Robin, from Concord, suddenly finds herself in the body of Fiona, in London, but the real Fiona is in Japan; and the girl in Robin’s body in North Carolina is actually from India. Robin only has a couple of weeks to try to get everyone sorted out so that the girls can try to get home. In the meantime, she has to use all of her strengths to maintain Fiona’s perfect life. Luckily, past and current “Wishers” are there to help, as well as email and the Internet (thank you Google and Facebook).
Churchyard, who has lived all over the world, now calls Concord her home. She lives there with her husband and two daughters (one of whom inspired “Bye for Now”).

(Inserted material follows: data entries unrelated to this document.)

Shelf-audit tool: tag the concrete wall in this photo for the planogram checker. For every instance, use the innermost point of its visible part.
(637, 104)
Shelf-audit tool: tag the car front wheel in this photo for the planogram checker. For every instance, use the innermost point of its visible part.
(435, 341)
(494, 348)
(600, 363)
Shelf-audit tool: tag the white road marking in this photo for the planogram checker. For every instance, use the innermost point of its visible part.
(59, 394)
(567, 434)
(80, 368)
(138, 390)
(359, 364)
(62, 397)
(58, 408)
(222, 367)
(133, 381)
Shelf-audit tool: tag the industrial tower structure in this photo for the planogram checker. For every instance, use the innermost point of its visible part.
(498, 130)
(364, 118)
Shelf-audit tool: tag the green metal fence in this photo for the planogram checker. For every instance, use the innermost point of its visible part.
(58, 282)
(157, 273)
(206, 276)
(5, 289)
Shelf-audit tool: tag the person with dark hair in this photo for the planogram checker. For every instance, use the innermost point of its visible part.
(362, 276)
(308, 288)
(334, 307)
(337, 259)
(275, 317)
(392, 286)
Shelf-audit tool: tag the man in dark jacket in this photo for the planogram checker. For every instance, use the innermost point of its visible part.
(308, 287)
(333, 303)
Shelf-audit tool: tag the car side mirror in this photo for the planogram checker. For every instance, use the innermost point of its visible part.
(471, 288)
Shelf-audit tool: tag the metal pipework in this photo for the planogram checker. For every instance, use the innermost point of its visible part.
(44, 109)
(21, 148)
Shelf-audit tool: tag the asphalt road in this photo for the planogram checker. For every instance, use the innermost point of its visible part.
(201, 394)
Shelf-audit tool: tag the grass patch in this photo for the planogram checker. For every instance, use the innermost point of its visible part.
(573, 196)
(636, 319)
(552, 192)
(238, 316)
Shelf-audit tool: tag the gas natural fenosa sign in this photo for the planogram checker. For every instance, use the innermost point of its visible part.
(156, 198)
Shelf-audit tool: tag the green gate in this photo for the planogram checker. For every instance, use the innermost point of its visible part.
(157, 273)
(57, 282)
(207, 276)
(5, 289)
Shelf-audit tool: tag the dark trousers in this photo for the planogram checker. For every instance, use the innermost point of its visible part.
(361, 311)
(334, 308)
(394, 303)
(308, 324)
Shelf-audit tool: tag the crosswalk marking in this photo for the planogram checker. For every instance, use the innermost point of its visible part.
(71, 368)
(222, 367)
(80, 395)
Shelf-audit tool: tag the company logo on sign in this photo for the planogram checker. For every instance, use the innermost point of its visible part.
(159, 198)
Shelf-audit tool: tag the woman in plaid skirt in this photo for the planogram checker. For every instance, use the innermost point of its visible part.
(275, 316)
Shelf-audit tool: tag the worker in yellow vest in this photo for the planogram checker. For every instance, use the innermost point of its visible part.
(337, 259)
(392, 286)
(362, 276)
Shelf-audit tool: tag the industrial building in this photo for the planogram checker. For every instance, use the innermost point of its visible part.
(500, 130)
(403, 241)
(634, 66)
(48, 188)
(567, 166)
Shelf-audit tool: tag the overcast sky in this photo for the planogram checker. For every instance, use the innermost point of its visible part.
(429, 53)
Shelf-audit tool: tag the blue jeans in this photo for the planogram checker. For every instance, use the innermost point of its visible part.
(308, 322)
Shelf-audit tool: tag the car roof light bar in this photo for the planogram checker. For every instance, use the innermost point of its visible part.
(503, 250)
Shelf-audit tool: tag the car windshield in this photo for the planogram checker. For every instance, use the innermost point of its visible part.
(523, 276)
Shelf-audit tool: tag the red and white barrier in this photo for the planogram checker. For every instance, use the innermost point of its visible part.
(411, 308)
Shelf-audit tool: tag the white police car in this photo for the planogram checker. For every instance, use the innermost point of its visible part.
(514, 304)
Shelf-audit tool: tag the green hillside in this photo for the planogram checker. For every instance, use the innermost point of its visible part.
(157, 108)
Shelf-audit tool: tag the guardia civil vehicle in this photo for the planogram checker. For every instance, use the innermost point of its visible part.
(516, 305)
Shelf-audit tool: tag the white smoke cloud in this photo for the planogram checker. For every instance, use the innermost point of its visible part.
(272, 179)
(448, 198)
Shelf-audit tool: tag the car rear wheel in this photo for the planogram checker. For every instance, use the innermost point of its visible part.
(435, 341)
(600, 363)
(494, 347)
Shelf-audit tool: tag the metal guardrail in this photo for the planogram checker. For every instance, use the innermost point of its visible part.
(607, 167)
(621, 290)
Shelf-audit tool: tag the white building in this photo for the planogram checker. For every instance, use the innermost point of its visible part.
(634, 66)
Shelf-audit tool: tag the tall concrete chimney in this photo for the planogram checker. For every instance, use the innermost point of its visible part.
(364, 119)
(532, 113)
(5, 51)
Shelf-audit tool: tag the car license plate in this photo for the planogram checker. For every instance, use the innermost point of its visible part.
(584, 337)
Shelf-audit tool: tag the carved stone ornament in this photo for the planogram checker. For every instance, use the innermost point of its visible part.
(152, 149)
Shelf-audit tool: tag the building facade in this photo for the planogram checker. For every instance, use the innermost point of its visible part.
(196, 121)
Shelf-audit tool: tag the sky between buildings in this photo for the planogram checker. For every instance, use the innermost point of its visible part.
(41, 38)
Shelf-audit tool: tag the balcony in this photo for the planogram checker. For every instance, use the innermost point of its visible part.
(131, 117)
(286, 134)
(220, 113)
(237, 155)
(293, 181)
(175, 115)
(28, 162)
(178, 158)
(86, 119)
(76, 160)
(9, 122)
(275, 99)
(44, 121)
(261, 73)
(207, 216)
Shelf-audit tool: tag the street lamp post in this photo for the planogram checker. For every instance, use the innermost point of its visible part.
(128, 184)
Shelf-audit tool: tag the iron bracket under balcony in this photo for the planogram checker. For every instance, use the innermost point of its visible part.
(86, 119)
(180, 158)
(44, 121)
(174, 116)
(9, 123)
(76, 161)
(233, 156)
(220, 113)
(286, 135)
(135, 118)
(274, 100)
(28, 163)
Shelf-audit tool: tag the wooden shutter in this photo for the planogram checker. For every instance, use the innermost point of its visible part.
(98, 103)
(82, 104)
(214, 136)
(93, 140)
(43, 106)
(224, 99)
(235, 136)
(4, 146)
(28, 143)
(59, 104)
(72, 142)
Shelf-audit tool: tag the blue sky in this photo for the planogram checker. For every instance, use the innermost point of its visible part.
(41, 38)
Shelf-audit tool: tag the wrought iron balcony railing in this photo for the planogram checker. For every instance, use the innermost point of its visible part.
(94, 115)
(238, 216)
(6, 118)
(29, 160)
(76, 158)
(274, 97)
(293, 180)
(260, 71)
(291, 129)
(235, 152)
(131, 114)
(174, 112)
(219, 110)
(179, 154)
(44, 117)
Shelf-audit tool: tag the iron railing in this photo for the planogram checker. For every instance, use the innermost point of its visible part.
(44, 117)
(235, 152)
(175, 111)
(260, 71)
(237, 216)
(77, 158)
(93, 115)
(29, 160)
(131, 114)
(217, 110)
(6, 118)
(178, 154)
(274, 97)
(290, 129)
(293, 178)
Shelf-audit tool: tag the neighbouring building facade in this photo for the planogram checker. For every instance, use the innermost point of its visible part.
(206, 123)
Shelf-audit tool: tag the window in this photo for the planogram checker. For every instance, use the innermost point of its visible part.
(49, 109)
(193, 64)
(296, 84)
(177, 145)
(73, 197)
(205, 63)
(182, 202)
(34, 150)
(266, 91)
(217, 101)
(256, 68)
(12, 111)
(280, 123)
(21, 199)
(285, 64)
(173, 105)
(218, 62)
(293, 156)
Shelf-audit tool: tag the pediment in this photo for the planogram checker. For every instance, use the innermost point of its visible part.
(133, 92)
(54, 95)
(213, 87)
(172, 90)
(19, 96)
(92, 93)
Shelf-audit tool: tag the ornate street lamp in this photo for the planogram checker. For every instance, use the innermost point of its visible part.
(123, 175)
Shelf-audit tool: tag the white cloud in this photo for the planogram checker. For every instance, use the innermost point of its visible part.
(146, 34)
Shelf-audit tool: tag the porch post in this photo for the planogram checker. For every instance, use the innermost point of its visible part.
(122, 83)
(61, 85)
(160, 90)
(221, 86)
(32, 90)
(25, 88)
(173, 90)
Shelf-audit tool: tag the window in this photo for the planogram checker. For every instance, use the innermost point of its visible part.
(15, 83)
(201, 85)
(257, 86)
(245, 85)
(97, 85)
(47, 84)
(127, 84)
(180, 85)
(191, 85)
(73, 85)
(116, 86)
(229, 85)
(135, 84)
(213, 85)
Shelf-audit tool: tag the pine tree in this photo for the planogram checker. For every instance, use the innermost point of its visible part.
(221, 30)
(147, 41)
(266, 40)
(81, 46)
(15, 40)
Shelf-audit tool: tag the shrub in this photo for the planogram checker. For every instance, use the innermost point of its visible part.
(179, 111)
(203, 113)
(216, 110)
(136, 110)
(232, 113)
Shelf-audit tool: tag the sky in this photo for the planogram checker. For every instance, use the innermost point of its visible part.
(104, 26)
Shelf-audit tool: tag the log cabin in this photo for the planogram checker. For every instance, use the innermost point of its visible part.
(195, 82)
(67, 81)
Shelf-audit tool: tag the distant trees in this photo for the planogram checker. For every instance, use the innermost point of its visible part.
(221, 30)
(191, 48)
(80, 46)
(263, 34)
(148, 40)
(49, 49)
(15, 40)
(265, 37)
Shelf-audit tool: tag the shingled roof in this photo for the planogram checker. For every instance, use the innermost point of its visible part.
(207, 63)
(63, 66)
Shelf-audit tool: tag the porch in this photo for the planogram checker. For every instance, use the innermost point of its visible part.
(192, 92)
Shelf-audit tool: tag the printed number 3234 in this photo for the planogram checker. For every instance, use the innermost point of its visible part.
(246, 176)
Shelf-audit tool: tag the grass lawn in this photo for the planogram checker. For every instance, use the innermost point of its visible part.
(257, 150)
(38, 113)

How about a little Punk-Goth?
Literary Bookpost will introduce a new talent to Salisbury when it hosts Stephanie L. Schmitz signing her novel “Let It Bleed” on Saturday, Oct. 8, 1-3 p.m. Schmitz lives in Charlotte with her husband, son and four cats. As a teenager in Chicago in the 1980s, Schmitz was heavily influenced by the punk, gothic and industrial music scenes of the period. These influences carry over heavily in her writing.
“Let It Bleed” is Schmitz’s debut novel, a somewhat stream-of-consciousness work based upon the punk-goth scene of middle America. It has variously been described as a Madonna and Christ tale and as a Goth retelling of the Gospel. There are two central characters in the book, the Razorblade Boy, lead singer with an obscure industrial band, and the Dead Girl, a wandering, bruised waif living on the edge of madness. One’s the voice of youth, the other, the mother of the next savior of the human race. But, there is a problem — the Dead Girl was only meant to produce the savior, not fall in love with the Razorblade Boy.
“Let It Bleed” is populated with remarkable characters with names such as Corporate Boy and Dolphin Boy; but, there are also characters with names such as Sophia. The industrial bands of the period and beyond are quite prominent. The prose is often poetic and quite mesmerizing, and often the action moves at the pace of a thriller.
“Let It Bleed” is an excellent addition to the punk-goth genre which is far too often dominated by romance-heavy novels. Schmitz should develop a good following if she continues to write in this genre.